The Collapse of Capitalism and I am not a Cat
A Reflection, in both ordinary and intellectual terms, refers to a return, a turning back that allows deeper understanding of the forces at play. This essay is a reflection on capitalism itself—its motion, contradictions, and unfolding crisis, particularly as experienced in Africa and other oppressed regions of the world. The unfolding crisis is a structural necessity to aid the forces at play to exercise their greed while controlling and manipulating the masses and other forces of nature. These actions have set in motion the inevitable collapse of capitalism, and through this reflection it confirms I am not a Cat.
In Capital, Volume II, Karl Marx describes the circuit of money capital as the process through which money transforms into commodities and back into money but in an expanded form. This cycle forms the foundation of capitalist production and accumulation.
- Stage 1 – Money to Commodities (M–C)
- Stage 2 – Production (P)
- Stage 3 – Commodities to Money (C–M′)
From the first stage we see that the monetary authorities — manufacturers of money as commodity — set the entire con game in motion by producing the first commodity needed for capitalism to transact, and that is money (physical and digital). The capitalist producer turns money into raw materials and labour into profitable commodities, and the cycle continues endlessly, feeding the engine of capitalism.
In the second stage, the capitalist carries the greatest burden: the weight and work required to sustain capitalism.
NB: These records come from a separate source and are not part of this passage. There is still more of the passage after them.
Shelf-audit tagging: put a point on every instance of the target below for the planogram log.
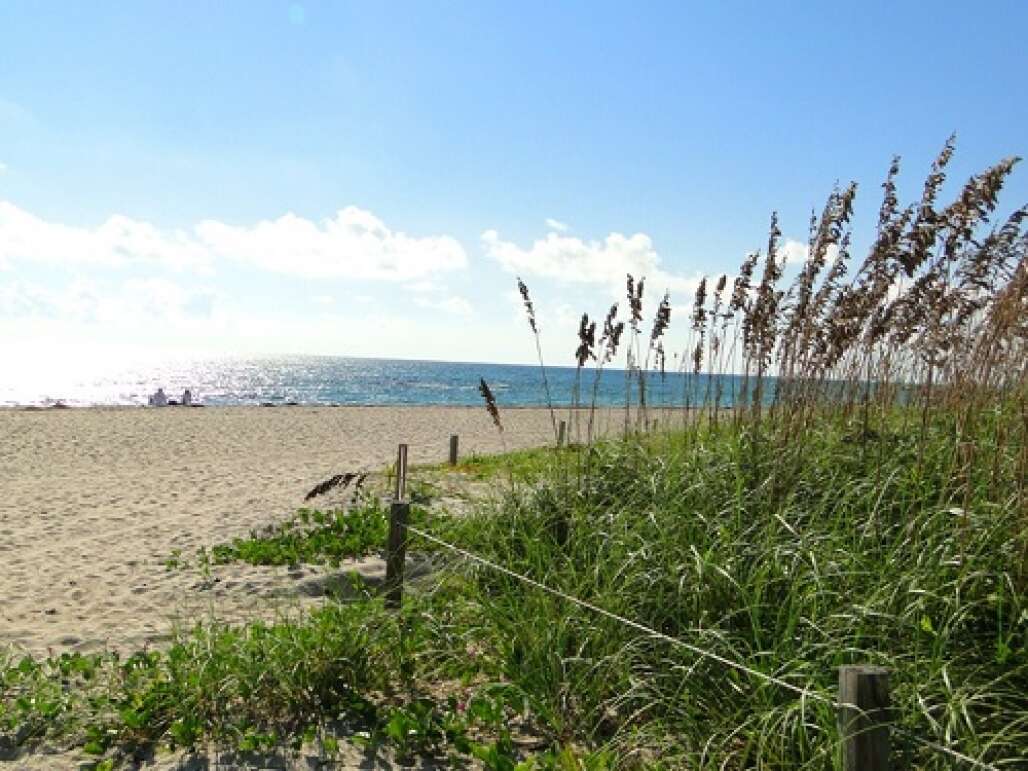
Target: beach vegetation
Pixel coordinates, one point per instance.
(684, 595)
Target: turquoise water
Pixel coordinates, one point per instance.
(347, 380)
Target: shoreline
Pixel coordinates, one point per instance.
(96, 501)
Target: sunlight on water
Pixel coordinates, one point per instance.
(126, 377)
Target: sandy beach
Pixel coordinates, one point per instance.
(94, 501)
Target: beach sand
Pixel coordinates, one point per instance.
(93, 502)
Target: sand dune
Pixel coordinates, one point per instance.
(94, 501)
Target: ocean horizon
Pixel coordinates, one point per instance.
(349, 380)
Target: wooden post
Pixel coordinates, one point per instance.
(396, 553)
(396, 548)
(864, 718)
(401, 473)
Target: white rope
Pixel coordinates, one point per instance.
(628, 622)
(804, 693)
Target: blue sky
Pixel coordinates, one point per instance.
(366, 178)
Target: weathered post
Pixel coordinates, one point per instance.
(864, 718)
(396, 547)
(401, 473)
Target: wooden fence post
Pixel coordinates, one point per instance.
(401, 473)
(396, 548)
(864, 718)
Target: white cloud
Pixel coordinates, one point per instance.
(132, 303)
(453, 304)
(574, 260)
(424, 287)
(355, 244)
(119, 241)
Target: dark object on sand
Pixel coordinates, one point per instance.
(339, 480)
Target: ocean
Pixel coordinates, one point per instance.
(308, 379)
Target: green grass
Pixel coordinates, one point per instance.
(794, 555)
(310, 537)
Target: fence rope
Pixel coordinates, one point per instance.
(628, 622)
(802, 692)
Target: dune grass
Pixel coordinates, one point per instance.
(866, 501)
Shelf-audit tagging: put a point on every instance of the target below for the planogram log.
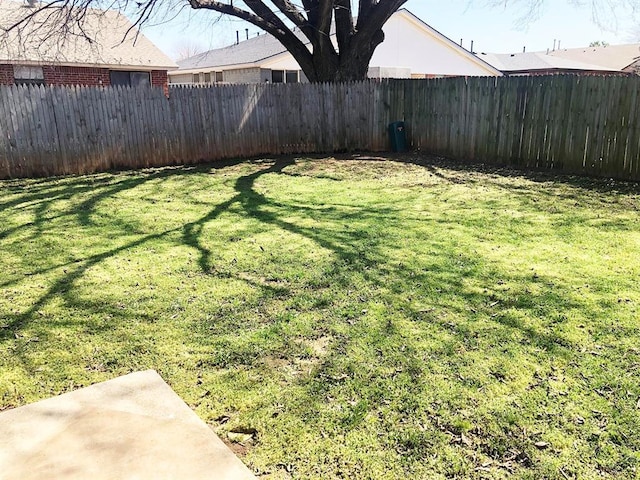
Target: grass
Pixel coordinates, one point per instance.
(369, 318)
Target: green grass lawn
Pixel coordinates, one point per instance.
(361, 318)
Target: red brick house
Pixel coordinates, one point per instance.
(104, 50)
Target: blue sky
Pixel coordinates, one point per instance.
(493, 29)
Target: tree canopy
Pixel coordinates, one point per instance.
(332, 40)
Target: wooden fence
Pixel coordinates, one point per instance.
(584, 125)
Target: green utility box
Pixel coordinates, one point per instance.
(398, 137)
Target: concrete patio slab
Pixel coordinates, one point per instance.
(132, 427)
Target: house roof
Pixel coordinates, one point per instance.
(257, 50)
(532, 61)
(615, 57)
(105, 39)
(252, 51)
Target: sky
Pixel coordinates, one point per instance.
(499, 29)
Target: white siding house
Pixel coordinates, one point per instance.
(412, 49)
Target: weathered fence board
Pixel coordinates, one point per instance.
(583, 125)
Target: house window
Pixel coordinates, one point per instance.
(284, 76)
(277, 76)
(129, 79)
(292, 76)
(28, 75)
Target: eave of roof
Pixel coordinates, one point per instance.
(103, 41)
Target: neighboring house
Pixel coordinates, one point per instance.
(621, 58)
(108, 50)
(611, 60)
(412, 49)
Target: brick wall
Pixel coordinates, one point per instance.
(58, 75)
(6, 74)
(75, 76)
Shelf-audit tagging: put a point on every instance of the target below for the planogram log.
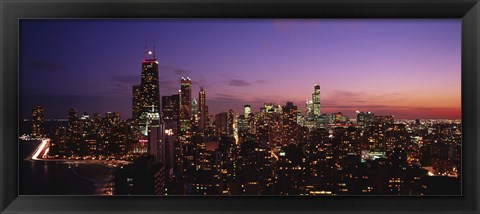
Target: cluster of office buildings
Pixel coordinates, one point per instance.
(177, 148)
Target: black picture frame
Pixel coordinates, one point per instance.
(13, 10)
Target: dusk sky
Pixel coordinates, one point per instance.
(406, 68)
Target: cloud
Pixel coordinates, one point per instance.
(239, 83)
(182, 72)
(49, 66)
(126, 79)
(261, 81)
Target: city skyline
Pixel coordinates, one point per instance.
(430, 91)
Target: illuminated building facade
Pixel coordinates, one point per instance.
(38, 121)
(202, 108)
(146, 96)
(316, 100)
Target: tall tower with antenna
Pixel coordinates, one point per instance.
(316, 100)
(146, 101)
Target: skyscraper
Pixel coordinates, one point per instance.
(246, 110)
(37, 121)
(136, 101)
(202, 109)
(316, 100)
(146, 96)
(185, 105)
(289, 124)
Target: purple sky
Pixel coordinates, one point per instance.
(408, 68)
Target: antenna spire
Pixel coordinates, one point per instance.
(154, 38)
(145, 53)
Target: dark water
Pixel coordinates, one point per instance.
(53, 178)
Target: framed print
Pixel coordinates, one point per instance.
(275, 106)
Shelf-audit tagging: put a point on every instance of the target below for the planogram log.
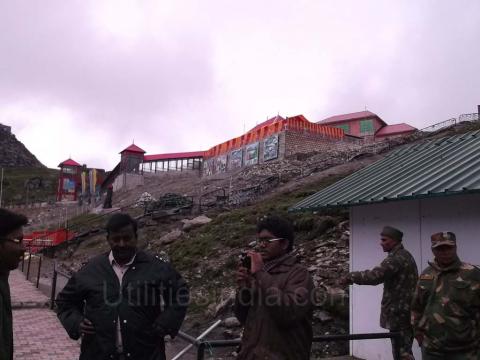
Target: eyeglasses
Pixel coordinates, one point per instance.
(259, 241)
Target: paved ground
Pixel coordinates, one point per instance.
(37, 332)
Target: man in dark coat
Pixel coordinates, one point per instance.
(398, 273)
(125, 302)
(11, 250)
(274, 297)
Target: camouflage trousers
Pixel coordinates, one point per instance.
(404, 345)
(469, 355)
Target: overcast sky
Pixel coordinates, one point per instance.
(85, 78)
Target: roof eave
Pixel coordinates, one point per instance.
(385, 200)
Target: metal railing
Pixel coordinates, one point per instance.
(29, 263)
(203, 345)
(53, 290)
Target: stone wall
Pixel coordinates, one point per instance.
(127, 181)
(289, 143)
(297, 142)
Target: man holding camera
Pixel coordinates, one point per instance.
(274, 297)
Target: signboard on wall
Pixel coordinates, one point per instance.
(251, 154)
(270, 148)
(236, 157)
(68, 185)
(208, 167)
(222, 163)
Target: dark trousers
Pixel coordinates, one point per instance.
(402, 346)
(469, 355)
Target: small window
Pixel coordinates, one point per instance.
(345, 127)
(366, 127)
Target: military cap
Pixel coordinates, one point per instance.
(392, 233)
(444, 238)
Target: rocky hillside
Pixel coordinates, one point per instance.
(13, 153)
(205, 247)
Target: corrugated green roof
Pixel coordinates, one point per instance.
(439, 167)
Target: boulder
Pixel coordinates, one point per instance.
(171, 237)
(231, 322)
(189, 224)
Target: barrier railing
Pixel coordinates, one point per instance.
(29, 263)
(203, 345)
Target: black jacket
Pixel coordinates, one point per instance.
(6, 332)
(148, 286)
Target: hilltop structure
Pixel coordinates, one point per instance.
(77, 182)
(367, 125)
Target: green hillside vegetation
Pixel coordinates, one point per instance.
(23, 185)
(236, 228)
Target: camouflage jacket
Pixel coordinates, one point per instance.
(398, 272)
(446, 307)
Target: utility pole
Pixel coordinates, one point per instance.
(1, 189)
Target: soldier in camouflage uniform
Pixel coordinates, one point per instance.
(398, 272)
(446, 305)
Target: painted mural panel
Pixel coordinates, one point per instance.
(270, 148)
(236, 157)
(208, 167)
(251, 154)
(221, 164)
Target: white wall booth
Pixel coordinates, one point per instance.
(417, 219)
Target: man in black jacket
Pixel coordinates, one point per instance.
(11, 250)
(124, 302)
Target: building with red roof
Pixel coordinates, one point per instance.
(367, 125)
(394, 130)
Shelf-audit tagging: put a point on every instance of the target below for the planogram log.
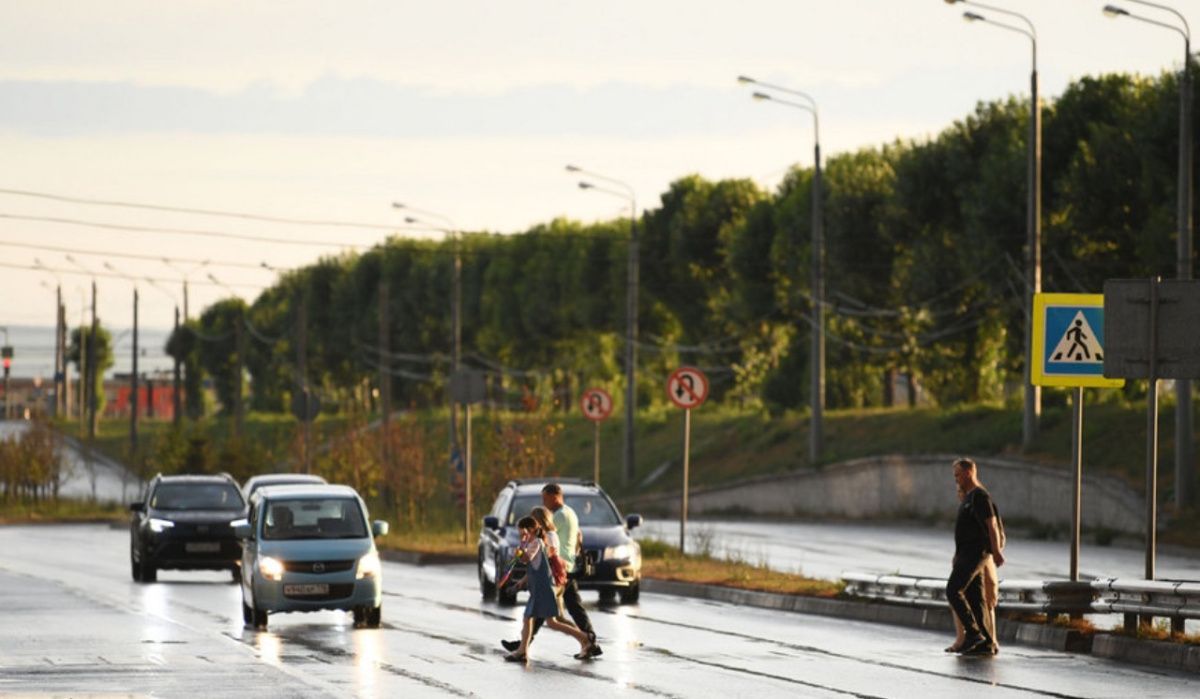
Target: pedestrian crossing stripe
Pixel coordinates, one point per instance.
(1068, 341)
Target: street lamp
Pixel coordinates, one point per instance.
(817, 363)
(184, 274)
(177, 398)
(625, 192)
(133, 365)
(1185, 469)
(1033, 209)
(455, 302)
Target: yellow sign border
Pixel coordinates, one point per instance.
(1037, 375)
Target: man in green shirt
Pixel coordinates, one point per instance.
(571, 541)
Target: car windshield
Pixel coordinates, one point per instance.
(310, 518)
(593, 511)
(197, 496)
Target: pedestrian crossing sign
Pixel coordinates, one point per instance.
(1068, 341)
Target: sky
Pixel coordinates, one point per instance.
(471, 109)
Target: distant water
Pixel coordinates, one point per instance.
(34, 350)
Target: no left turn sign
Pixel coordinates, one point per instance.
(597, 404)
(688, 387)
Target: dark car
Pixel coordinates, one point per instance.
(256, 482)
(185, 523)
(606, 539)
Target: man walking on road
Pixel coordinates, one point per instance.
(976, 535)
(571, 539)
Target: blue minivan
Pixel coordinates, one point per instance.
(307, 548)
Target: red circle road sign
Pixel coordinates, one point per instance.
(688, 387)
(597, 404)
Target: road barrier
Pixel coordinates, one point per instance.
(1137, 599)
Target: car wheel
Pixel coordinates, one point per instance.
(486, 587)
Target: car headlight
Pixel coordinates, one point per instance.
(369, 566)
(621, 553)
(160, 525)
(270, 568)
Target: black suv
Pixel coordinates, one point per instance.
(184, 523)
(606, 541)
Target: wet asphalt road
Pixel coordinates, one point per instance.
(75, 623)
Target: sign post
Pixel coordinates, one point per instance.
(688, 388)
(597, 405)
(1068, 351)
(467, 387)
(1155, 335)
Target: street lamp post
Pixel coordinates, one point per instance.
(631, 282)
(177, 400)
(455, 302)
(1033, 210)
(1185, 466)
(133, 370)
(816, 359)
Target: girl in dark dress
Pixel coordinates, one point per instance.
(544, 602)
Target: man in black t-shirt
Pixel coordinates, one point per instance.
(976, 535)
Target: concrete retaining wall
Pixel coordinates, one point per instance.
(916, 487)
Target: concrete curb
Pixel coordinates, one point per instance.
(1009, 631)
(424, 559)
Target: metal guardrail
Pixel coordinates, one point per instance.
(1137, 599)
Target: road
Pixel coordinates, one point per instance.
(828, 549)
(75, 622)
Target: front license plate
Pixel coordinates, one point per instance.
(306, 589)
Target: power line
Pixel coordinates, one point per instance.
(112, 275)
(131, 255)
(241, 215)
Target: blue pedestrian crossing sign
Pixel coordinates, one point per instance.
(1068, 341)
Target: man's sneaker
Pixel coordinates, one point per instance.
(979, 647)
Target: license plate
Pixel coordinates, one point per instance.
(300, 590)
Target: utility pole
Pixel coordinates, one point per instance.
(175, 380)
(384, 377)
(133, 382)
(1185, 456)
(96, 372)
(240, 347)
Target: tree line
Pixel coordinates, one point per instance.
(924, 263)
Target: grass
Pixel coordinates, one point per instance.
(59, 511)
(663, 561)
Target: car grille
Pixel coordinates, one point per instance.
(337, 591)
(318, 567)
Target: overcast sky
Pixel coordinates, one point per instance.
(331, 111)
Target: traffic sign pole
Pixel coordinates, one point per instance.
(687, 454)
(1077, 458)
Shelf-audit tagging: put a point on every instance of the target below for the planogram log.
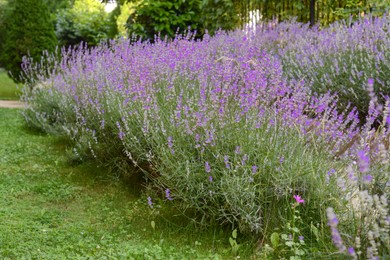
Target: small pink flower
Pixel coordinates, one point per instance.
(298, 199)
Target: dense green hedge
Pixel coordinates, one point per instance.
(28, 31)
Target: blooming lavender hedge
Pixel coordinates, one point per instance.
(218, 127)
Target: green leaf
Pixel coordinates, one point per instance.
(275, 239)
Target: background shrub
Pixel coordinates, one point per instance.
(28, 31)
(85, 21)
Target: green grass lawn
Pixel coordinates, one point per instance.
(51, 210)
(8, 89)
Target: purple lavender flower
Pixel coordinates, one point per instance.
(333, 222)
(254, 169)
(281, 160)
(226, 160)
(150, 203)
(351, 251)
(244, 159)
(168, 194)
(367, 178)
(207, 167)
(298, 199)
(170, 144)
(363, 161)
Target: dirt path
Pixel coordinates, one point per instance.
(11, 104)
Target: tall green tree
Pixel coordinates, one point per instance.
(29, 31)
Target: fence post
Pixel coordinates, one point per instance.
(312, 12)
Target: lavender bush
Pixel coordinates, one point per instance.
(340, 58)
(215, 124)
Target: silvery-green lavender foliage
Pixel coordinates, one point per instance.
(213, 121)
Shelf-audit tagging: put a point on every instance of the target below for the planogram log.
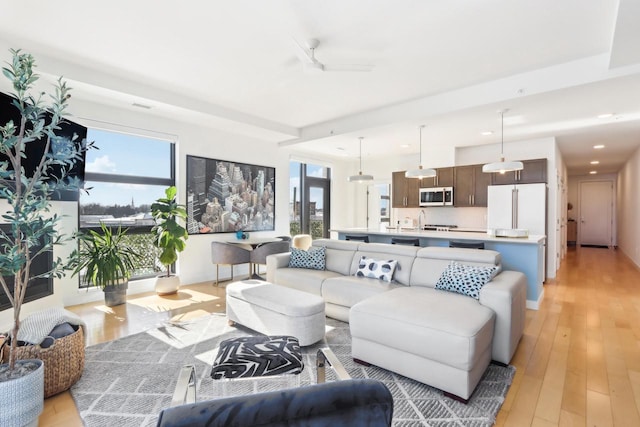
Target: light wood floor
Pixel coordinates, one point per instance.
(578, 363)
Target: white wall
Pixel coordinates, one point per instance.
(628, 208)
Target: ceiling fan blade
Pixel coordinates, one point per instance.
(302, 52)
(349, 67)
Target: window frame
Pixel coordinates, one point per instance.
(131, 179)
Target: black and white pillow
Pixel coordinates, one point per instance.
(465, 279)
(259, 356)
(314, 258)
(376, 269)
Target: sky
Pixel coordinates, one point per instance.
(294, 181)
(120, 154)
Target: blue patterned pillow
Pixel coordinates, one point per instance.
(314, 258)
(376, 269)
(465, 279)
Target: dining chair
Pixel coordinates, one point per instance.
(228, 254)
(259, 255)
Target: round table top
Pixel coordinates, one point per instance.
(255, 241)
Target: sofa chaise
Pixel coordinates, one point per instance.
(406, 325)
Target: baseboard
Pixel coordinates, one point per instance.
(535, 305)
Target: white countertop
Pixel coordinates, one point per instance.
(461, 234)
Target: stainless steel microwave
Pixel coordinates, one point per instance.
(437, 196)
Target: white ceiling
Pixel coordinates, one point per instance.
(450, 65)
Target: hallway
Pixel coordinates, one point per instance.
(579, 361)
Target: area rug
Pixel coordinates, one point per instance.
(127, 382)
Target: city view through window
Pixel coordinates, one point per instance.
(121, 188)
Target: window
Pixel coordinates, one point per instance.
(310, 195)
(124, 177)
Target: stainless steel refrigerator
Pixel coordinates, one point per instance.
(521, 206)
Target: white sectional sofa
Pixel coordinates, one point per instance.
(441, 338)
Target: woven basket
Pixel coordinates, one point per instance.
(63, 361)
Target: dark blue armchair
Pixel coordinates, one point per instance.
(354, 402)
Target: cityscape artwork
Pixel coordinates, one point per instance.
(225, 196)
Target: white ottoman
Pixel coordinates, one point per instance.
(276, 310)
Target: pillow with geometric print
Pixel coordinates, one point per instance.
(465, 279)
(314, 258)
(376, 269)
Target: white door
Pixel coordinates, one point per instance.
(596, 213)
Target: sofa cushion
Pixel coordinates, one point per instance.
(304, 280)
(339, 254)
(465, 279)
(314, 258)
(347, 291)
(441, 326)
(376, 269)
(405, 255)
(431, 261)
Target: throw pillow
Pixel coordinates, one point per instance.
(376, 269)
(314, 258)
(465, 279)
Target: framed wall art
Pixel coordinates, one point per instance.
(225, 196)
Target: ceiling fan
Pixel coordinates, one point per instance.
(307, 54)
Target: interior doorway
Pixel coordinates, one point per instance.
(595, 227)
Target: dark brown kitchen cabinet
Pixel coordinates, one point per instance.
(470, 186)
(444, 178)
(405, 191)
(534, 171)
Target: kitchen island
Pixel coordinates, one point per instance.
(525, 254)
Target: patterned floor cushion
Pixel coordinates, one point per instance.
(257, 357)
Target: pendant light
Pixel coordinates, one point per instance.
(502, 166)
(360, 177)
(420, 173)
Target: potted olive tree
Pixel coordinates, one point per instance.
(170, 237)
(31, 229)
(106, 260)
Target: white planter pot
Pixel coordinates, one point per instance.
(167, 285)
(22, 398)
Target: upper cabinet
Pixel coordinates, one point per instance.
(405, 192)
(470, 186)
(445, 178)
(534, 171)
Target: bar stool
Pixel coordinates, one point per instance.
(405, 241)
(357, 237)
(466, 244)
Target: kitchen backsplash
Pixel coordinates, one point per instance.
(462, 217)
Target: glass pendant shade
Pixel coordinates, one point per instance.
(360, 177)
(502, 166)
(420, 172)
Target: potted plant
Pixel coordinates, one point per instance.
(107, 261)
(170, 237)
(32, 229)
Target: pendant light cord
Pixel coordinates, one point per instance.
(421, 146)
(360, 138)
When this weight becomes too heavy, the manufacturer of money offers a solution: the sale of debt, distributed through banks and financial intermediaries — the modern wholesalers of the commodity called money. This is harshly experienced in Africa, as it is used as an experimenting ground for financial crises needed to stimulate the capitalist systems. This is seen by different IMF and World Bank policies shoved down the throats of Africans. When the producers in the second stage can no longer access credit from these institutions, they are driven to retail money markets — loan sharks and shylocks — where interest rates are crippling. In this way, the manufacturer of money distances themselves from the hardship of production, leaving the working producers and small capitalists to struggle. Only a few privileged actors receive bailouts when the system trembles. The rest are left to collapse under debt and competition. Thus, greed, favouritism, and impunity become the catalysts of capitalism's eventual downfall.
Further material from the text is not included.